Una lamentable noche de invierno, que muchos quisiéramos olvidar, acaecieron tristes sucesos provocados por el desenfreno emocional, (justificado o no), de algunos miembros de nuestro querido Club.
En lo personal creo que la mayoría de nosotros esperaba la noche del jueves con cierta idea de relajación, esparcimiento, buena onda y sana convivencia. Algo de eso se perdió.
Debemos retomar la senda y para lograrlo necesariamente tenemos que asumir ciertas normas éticas de comportamiento.
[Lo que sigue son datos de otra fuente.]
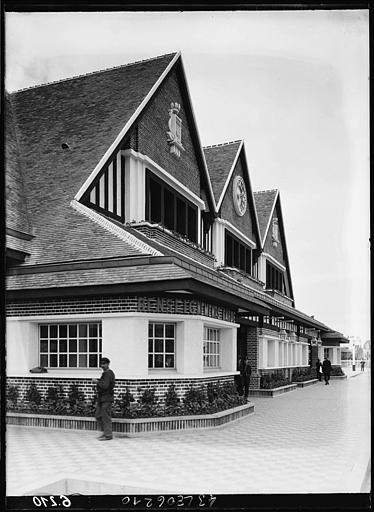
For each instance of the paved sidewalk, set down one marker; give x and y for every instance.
(312, 440)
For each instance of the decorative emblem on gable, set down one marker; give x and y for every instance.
(239, 196)
(175, 130)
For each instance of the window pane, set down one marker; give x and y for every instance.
(159, 345)
(44, 331)
(72, 345)
(53, 360)
(181, 216)
(72, 331)
(62, 331)
(159, 361)
(83, 330)
(93, 360)
(73, 361)
(169, 331)
(53, 331)
(82, 361)
(169, 361)
(192, 224)
(169, 345)
(44, 346)
(169, 219)
(159, 330)
(93, 330)
(93, 345)
(82, 345)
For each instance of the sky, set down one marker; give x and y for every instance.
(293, 84)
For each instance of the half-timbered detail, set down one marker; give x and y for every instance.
(126, 238)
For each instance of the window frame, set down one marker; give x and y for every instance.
(215, 355)
(164, 338)
(184, 214)
(236, 253)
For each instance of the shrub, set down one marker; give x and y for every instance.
(12, 396)
(33, 395)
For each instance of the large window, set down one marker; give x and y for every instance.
(75, 345)
(237, 254)
(166, 206)
(161, 345)
(211, 348)
(274, 278)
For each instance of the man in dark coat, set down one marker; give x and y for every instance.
(326, 369)
(318, 367)
(245, 375)
(104, 399)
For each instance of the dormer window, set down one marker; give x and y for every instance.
(175, 130)
(275, 232)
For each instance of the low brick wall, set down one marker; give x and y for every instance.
(44, 381)
(133, 427)
(306, 383)
(272, 392)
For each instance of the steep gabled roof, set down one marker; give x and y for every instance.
(221, 160)
(265, 203)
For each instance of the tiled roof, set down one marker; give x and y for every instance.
(87, 113)
(264, 201)
(96, 276)
(219, 160)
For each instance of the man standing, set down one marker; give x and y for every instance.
(245, 375)
(104, 399)
(326, 369)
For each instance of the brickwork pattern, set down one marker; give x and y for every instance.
(152, 133)
(135, 386)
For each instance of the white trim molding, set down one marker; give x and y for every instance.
(114, 229)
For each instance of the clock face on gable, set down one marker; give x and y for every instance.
(239, 193)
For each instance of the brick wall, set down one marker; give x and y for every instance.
(119, 304)
(152, 135)
(85, 385)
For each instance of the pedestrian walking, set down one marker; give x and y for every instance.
(245, 375)
(319, 369)
(104, 399)
(326, 369)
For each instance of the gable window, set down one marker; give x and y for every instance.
(76, 345)
(161, 345)
(274, 278)
(237, 254)
(275, 231)
(165, 205)
(211, 348)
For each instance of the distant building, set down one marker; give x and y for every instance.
(126, 238)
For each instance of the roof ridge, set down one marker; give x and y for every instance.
(223, 144)
(91, 73)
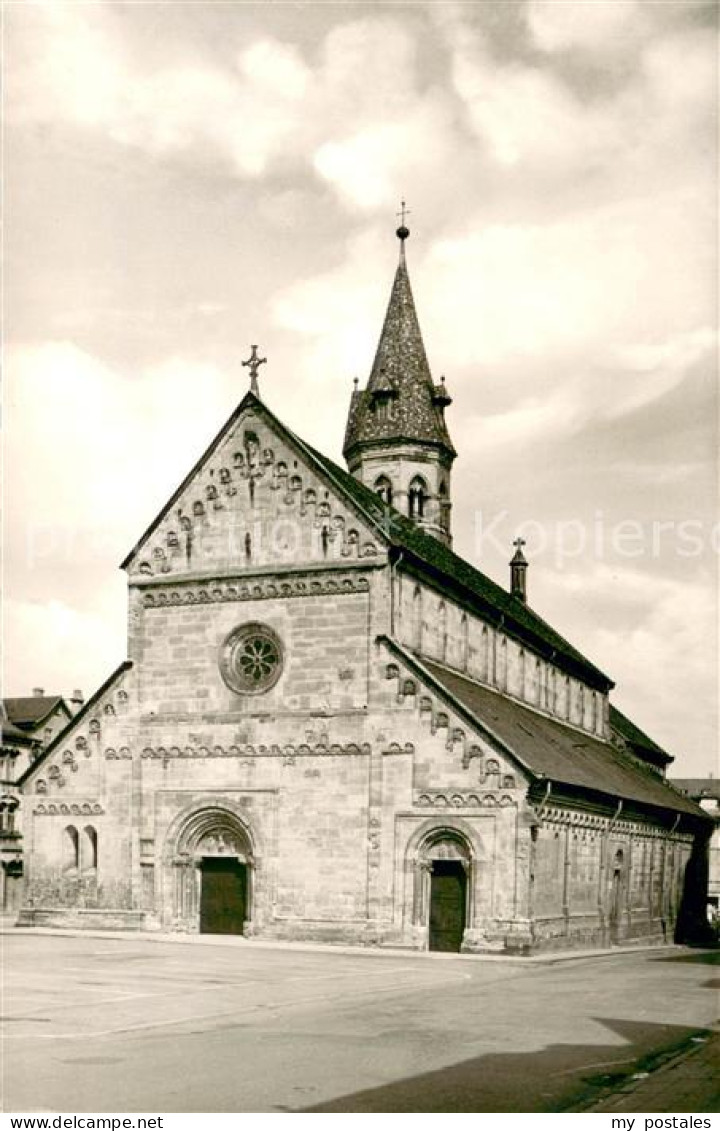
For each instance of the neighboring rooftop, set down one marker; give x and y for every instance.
(31, 711)
(699, 788)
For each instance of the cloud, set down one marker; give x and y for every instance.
(102, 445)
(81, 72)
(79, 648)
(595, 25)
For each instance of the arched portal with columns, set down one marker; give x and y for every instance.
(441, 865)
(209, 873)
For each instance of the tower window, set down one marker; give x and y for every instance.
(417, 498)
(383, 488)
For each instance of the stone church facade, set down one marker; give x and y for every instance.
(331, 727)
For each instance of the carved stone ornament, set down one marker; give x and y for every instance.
(251, 659)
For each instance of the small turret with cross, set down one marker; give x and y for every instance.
(518, 572)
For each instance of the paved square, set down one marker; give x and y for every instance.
(139, 1025)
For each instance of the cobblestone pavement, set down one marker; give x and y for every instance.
(688, 1081)
(132, 1025)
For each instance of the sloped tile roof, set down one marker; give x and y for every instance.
(434, 558)
(425, 553)
(84, 711)
(636, 739)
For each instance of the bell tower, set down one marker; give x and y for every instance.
(397, 441)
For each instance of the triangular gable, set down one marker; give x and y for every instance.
(77, 723)
(439, 564)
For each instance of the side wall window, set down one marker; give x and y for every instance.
(89, 847)
(383, 488)
(417, 498)
(71, 847)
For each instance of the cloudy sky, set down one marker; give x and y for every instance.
(183, 179)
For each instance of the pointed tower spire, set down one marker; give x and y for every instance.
(396, 429)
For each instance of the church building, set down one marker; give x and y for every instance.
(331, 727)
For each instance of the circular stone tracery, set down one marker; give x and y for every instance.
(251, 659)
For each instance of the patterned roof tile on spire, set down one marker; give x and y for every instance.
(401, 374)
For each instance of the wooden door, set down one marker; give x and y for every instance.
(223, 896)
(448, 897)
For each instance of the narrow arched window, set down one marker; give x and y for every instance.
(417, 619)
(442, 630)
(417, 498)
(89, 847)
(71, 847)
(383, 488)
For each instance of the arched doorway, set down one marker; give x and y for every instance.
(213, 865)
(444, 874)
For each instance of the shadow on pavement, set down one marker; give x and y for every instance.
(557, 1078)
(705, 957)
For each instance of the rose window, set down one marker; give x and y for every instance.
(251, 659)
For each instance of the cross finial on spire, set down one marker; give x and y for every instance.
(402, 232)
(254, 363)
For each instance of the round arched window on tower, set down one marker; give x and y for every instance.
(251, 659)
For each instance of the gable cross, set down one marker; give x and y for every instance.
(254, 363)
(404, 212)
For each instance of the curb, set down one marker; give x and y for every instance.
(551, 958)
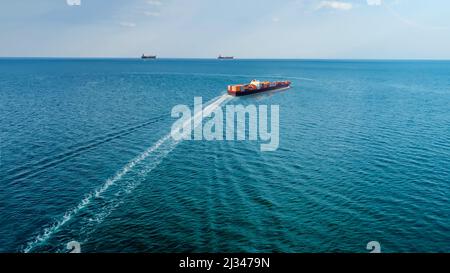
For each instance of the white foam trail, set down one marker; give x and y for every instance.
(49, 231)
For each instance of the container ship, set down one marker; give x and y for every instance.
(256, 86)
(148, 56)
(225, 57)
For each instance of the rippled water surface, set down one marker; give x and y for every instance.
(364, 155)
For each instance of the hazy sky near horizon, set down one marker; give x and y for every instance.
(390, 29)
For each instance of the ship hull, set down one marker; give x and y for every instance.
(256, 91)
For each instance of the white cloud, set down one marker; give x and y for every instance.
(374, 2)
(154, 2)
(127, 24)
(73, 2)
(335, 5)
(152, 13)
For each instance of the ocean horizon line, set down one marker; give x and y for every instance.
(236, 58)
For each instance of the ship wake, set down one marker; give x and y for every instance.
(99, 204)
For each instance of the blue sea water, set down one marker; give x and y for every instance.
(364, 156)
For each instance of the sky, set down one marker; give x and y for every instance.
(344, 29)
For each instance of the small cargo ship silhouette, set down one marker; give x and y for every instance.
(256, 86)
(225, 57)
(148, 56)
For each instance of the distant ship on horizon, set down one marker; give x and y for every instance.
(148, 56)
(225, 57)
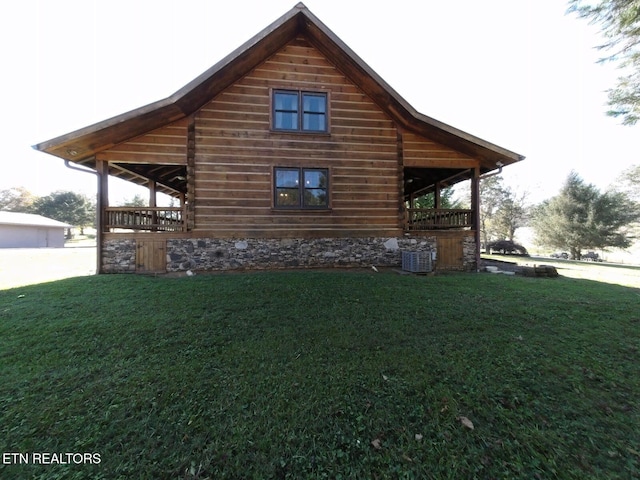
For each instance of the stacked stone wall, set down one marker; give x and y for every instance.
(251, 254)
(119, 256)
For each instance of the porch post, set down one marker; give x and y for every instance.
(152, 204)
(102, 202)
(183, 206)
(475, 208)
(436, 197)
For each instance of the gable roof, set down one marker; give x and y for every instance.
(82, 145)
(30, 219)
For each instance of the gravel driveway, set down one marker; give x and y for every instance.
(27, 266)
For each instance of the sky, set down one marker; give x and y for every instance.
(521, 74)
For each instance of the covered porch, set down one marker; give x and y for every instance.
(170, 179)
(420, 182)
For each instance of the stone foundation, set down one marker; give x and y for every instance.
(252, 254)
(119, 255)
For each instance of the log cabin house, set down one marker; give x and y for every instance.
(289, 152)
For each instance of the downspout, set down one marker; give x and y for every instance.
(487, 175)
(98, 215)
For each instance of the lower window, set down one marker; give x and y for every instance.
(301, 187)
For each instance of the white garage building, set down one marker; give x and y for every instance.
(25, 230)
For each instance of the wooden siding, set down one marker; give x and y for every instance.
(423, 153)
(166, 146)
(236, 152)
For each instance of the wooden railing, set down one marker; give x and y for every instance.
(430, 219)
(155, 219)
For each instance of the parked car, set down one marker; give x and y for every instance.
(506, 247)
(591, 257)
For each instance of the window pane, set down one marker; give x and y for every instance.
(315, 197)
(287, 178)
(315, 178)
(286, 121)
(314, 122)
(314, 103)
(286, 101)
(287, 197)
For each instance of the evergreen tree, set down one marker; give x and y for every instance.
(580, 217)
(620, 24)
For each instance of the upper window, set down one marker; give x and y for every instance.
(301, 187)
(295, 111)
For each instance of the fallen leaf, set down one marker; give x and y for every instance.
(466, 422)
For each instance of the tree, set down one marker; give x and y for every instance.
(619, 21)
(491, 197)
(580, 217)
(17, 199)
(68, 207)
(629, 182)
(510, 215)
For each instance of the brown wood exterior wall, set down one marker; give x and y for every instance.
(231, 151)
(236, 152)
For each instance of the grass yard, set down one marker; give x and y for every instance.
(321, 374)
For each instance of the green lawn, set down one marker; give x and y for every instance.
(321, 374)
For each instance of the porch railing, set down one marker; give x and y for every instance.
(433, 219)
(155, 219)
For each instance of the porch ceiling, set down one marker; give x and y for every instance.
(170, 179)
(424, 180)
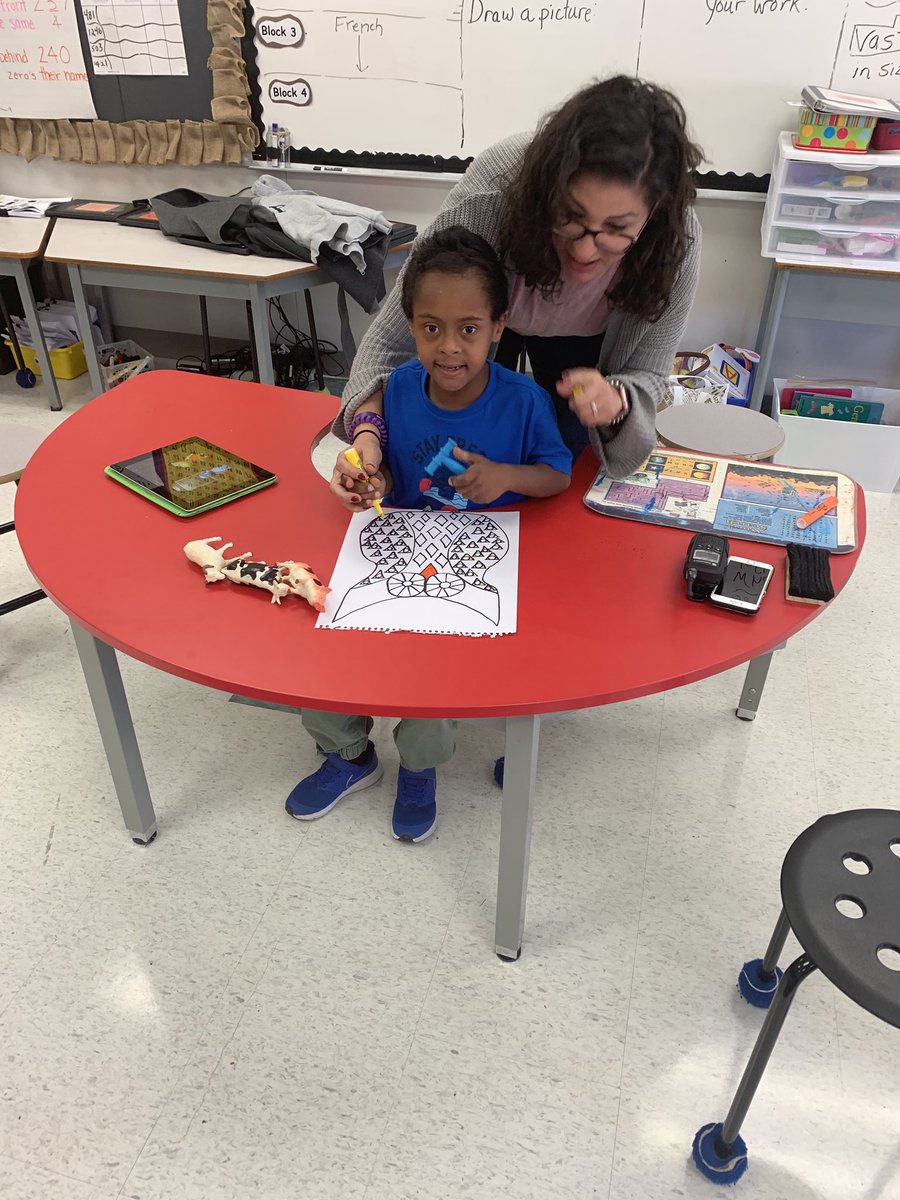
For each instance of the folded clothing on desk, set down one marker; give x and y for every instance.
(346, 241)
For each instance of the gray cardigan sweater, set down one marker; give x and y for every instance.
(636, 351)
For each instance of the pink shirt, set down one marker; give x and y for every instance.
(579, 310)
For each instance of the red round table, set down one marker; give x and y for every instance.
(601, 609)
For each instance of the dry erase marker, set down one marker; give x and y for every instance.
(354, 460)
(820, 510)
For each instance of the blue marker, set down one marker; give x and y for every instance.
(444, 457)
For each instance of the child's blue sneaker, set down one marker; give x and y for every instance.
(415, 809)
(336, 778)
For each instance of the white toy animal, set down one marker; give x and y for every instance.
(281, 579)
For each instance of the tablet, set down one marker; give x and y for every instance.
(190, 477)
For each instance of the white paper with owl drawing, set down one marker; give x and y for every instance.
(426, 573)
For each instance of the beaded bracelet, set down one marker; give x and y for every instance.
(372, 419)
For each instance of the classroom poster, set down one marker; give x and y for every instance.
(42, 71)
(135, 39)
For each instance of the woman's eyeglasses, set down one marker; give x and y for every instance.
(604, 239)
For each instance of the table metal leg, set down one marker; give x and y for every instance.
(754, 683)
(768, 331)
(34, 324)
(111, 708)
(204, 335)
(259, 311)
(85, 328)
(315, 337)
(522, 741)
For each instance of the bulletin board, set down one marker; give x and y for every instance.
(199, 114)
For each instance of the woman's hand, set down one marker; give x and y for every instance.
(593, 400)
(348, 484)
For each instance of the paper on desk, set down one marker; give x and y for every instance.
(27, 207)
(426, 573)
(58, 323)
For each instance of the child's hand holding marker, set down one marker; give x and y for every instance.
(367, 480)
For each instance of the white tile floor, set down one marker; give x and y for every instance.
(255, 1007)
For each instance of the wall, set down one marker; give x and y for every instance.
(727, 307)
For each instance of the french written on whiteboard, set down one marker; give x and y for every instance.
(42, 72)
(450, 77)
(135, 39)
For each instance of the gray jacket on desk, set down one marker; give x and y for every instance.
(636, 351)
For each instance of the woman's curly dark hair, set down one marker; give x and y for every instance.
(622, 130)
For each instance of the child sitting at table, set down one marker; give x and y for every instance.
(455, 298)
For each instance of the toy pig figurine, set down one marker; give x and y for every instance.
(281, 579)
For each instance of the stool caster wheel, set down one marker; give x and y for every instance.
(755, 988)
(509, 958)
(719, 1163)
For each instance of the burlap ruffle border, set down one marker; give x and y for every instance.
(222, 139)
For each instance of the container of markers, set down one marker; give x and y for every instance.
(840, 132)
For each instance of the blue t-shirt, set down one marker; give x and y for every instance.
(511, 421)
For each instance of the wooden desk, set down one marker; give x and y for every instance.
(784, 269)
(108, 255)
(22, 240)
(603, 615)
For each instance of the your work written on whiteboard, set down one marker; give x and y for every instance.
(736, 64)
(42, 72)
(449, 77)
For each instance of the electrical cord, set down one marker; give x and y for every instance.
(293, 354)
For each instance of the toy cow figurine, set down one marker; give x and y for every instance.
(281, 579)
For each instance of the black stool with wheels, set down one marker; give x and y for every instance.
(840, 888)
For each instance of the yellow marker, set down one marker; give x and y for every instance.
(354, 460)
(577, 390)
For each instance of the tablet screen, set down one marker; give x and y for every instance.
(192, 473)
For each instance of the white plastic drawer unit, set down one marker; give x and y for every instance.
(829, 207)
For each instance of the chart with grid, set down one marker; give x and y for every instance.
(135, 39)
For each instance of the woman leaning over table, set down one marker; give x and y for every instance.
(593, 217)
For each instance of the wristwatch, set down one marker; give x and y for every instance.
(625, 405)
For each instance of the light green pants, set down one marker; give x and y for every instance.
(420, 744)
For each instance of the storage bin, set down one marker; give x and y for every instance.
(823, 208)
(67, 361)
(869, 454)
(118, 372)
(887, 136)
(837, 132)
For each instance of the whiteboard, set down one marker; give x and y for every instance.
(42, 71)
(449, 77)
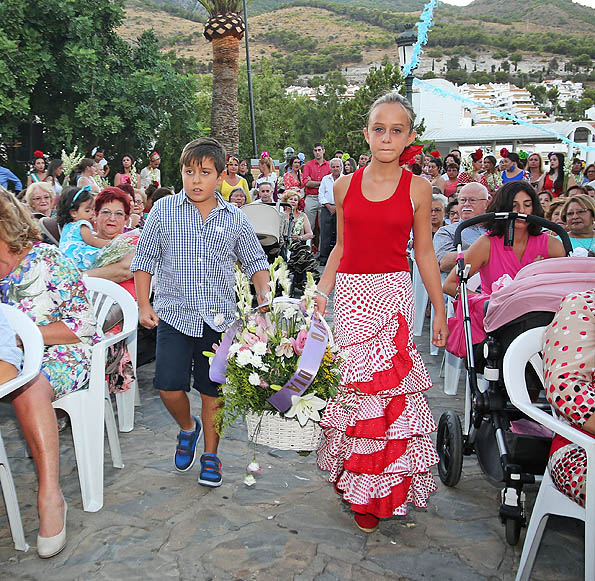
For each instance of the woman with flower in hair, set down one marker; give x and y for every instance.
(37, 173)
(434, 169)
(87, 172)
(473, 165)
(556, 181)
(127, 168)
(231, 179)
(151, 174)
(377, 446)
(491, 174)
(535, 172)
(511, 171)
(267, 173)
La reunión del último jueves fue un gran paso, pero nada asegura que en el futuro no se repitan hechos indeseables, que afecten nuestra velada.
Amigos, depende de nosotros asegurar que no nos pase de nuevo y para eso les propongo lo siguiente: Tomar un acuerdo en la próxima reunión en orden a evitar las ofensas personales, a discutir con argumentos y altura de miras, velando por los intereses del Club y finalmente a actuar como cuerpo cuando alguien o algunos pierdan la debida compostura y caballerosidad que debe distinguir a una agrupación como la nuestra, solicitándole respetuosamente, pero con la firmeza que sea necesaria que haga o hagan abandono del local.